Sometimes chemists are able to propose two or more mechanisms that are consistent with the available data. If a proposed mechanism predicts the wrong experimental rate law, however, the mechanism must be incorrect.Welcome to check out more blogs about 5392-40-5, in my other articles. HPLC of Formula: 152.2334.

Reference:
Quinuclidine – Wikipedia,
,Quinuclidine | C7H13N | ChemSpider

Catalysts are substances that increase the reaction rate of a chemical reaction without being consumed in the process. 111-12-6, Name is Methyl oct-2-ynoate, SMILES is CCCCCC#CC(OC)=O, belongs to quinuclidines compound. In a document, author is Suzuki, M, introduce the new discover, Quality Control of Methyl oct-2-ynoate.

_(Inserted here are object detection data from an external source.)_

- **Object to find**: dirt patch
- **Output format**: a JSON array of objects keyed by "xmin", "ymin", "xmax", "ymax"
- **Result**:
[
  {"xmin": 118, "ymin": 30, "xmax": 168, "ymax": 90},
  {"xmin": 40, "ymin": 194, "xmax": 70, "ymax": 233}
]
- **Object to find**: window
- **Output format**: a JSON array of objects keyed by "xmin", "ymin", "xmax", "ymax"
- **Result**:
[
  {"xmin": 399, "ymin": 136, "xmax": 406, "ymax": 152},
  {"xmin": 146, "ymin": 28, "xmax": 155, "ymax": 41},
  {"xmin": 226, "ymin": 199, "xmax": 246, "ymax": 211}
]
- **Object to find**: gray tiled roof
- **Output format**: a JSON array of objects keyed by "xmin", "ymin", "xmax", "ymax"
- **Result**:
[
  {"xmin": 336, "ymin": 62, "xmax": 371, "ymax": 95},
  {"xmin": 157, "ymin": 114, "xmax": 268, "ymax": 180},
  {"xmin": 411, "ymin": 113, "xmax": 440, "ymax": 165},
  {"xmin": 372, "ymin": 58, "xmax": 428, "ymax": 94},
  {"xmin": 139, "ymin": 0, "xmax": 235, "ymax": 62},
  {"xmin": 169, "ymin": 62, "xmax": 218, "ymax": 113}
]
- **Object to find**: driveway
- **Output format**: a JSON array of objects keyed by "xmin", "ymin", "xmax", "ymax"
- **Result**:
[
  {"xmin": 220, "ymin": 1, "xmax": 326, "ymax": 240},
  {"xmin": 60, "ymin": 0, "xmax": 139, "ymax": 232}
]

Effects of solifenacin succinate (YM905) on detrusor overactivity in conscious cerebral infarcted rats

Solifenacin succinate [YM905, (+)-(1S,3′ R)-quinuclidin-3′-yl 1-phenyl-1,2,3,4-tetrahydroisoquinoline-2-carboxylate monosuccinate] is a novel muscarinic receptor antagonist. We examined the effects of solifenacin and two other muscarinic receptor antagonists, tolterodine and propiverine, on detrusor overactivity in cerebral infarcted rats. Evaluation was done under conscious conditions using cystometry 1 day after middle cerebral artery occlusion. The cerebral infarcted rats showed decreases in bladder capacity and voided volume and an increase in residual volume, but no change in micturition pressure. Solifenacin increased bladder capacity and voided volume at doses of 0.03 mg/kg i.v. or more. Tolterodine increased bladder capacity and voided volume at 0.03 and 0.1 mg/kg i.v., while propiverine increased bladder capacity and voided volume at 1 mg/kg i.v. and at 0.3 and 1 mg/kg i.v., respectively. In contrast, none of the three drugs affected residual volume or micturition pressure. These results suggest that solifenacin may improve detrusor overactivity without causing urinary retention and may be a promising drug in the treatment of patients with overactive bladder syndrome. (c) 2005 Elsevier B.V. All rights reserved.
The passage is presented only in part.